Shalat pada malam Lailatul Qadar adalah termasuk amalan yang paling utama, dan dengannya peluang untuk mendapatkan ampunan lebih besar. Nabi -Shallallahu `alaihi wasallam- telah bersabda sebagaimana dalam riwayat yang sahih, “Barang siapa qiyamullail pada malam Lailatul Qadar karena iman serta mengharap pahala, maka Allah akan mengampuni dosanya yang telah lalu”. Banyak diantara ulama berpendapat, bahwa keutamaan qiyamullail pada malam Lailatul Qadar didapatkan oleh orang yang shalat isya dan subuh berjamaah. Pendapat ini dilihat dari segi asal keutaman shalat malam. Adapun dari segi kesempurnaan pahala, maka bisa dipastikan setiap kali seorang hamba bersemangat dalam ketaatan dan memperbanyak ibadah, maka semkin besar peluangnya untuk mendapatkan janji Allah serta lebih berhak untuk mendapatkannya.
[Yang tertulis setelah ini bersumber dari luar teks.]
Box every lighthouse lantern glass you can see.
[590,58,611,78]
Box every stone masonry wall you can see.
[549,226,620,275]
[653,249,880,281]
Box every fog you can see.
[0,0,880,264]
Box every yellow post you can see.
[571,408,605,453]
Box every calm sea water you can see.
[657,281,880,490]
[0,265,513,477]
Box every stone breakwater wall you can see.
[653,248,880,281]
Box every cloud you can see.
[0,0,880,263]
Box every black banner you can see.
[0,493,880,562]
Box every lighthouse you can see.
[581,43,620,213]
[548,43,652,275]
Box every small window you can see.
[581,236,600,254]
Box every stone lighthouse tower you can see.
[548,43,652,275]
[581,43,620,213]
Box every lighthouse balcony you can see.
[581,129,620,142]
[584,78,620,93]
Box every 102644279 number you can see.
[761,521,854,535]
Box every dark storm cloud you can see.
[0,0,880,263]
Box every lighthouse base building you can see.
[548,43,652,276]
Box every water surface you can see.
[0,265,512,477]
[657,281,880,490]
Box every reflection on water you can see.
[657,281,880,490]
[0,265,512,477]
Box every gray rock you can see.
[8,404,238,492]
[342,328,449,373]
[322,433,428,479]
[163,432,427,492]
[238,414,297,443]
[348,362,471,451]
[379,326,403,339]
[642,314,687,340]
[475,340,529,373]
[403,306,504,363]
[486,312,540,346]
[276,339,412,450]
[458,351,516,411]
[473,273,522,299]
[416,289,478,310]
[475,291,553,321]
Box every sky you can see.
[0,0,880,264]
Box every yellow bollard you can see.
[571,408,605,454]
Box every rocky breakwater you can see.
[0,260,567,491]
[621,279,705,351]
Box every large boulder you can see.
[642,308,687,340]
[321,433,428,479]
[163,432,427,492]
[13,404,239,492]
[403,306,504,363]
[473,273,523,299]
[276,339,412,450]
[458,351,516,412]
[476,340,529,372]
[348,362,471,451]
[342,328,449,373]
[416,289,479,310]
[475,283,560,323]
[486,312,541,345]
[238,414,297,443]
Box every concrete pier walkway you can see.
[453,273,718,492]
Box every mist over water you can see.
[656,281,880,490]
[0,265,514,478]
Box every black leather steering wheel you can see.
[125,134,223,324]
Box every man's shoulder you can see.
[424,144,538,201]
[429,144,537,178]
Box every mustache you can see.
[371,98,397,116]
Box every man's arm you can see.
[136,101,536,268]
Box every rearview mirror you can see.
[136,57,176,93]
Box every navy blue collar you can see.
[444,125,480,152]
Diantara petunjuk Nabi pada malam sepuluh terahir bulan Ramadhan: tidak tidur malam untuk benar-benar memaksimalkan ibadah sebagi bentuk usaha mendapatkan Lailatul Qadar. Sebagaimana tersebut dalam hadits sahih: “Jika telah masuk malam sepuluh terahir, Nabi tidak mendekati isteri-isterinya, beliau menghidupkan malam-malam dengan ibadah, dan membangunkan keluarganya (untuk beribadah).”
Diantara ulama yang berpendapat bahwa orang yang shalat isya dan subuh berjamaah mendapatkan pahala qiyamullail adalah Imam Syafi’i.
Ar-Ramli dalam Nihayatul Muhtaj mengatakan, “telah di nukilkan dalam zawaid raudhah tentang pendapat imam Syafi’i di dalam Al Qadim bahwa siapa yang shalat isya dan subuh berjamaah maka telah mendapatkan bagianya yaitu bagian Lailatul Qadar. Diriwayatkan dari Abu Hurairah bahwa Nabi - Shallallahu `alaihi wasallam- bersabda, barangsiapa yang shalat isya dan subuh berjamaah pada bulan Ramadhan maka telah mendapatkan lailatul qadar.”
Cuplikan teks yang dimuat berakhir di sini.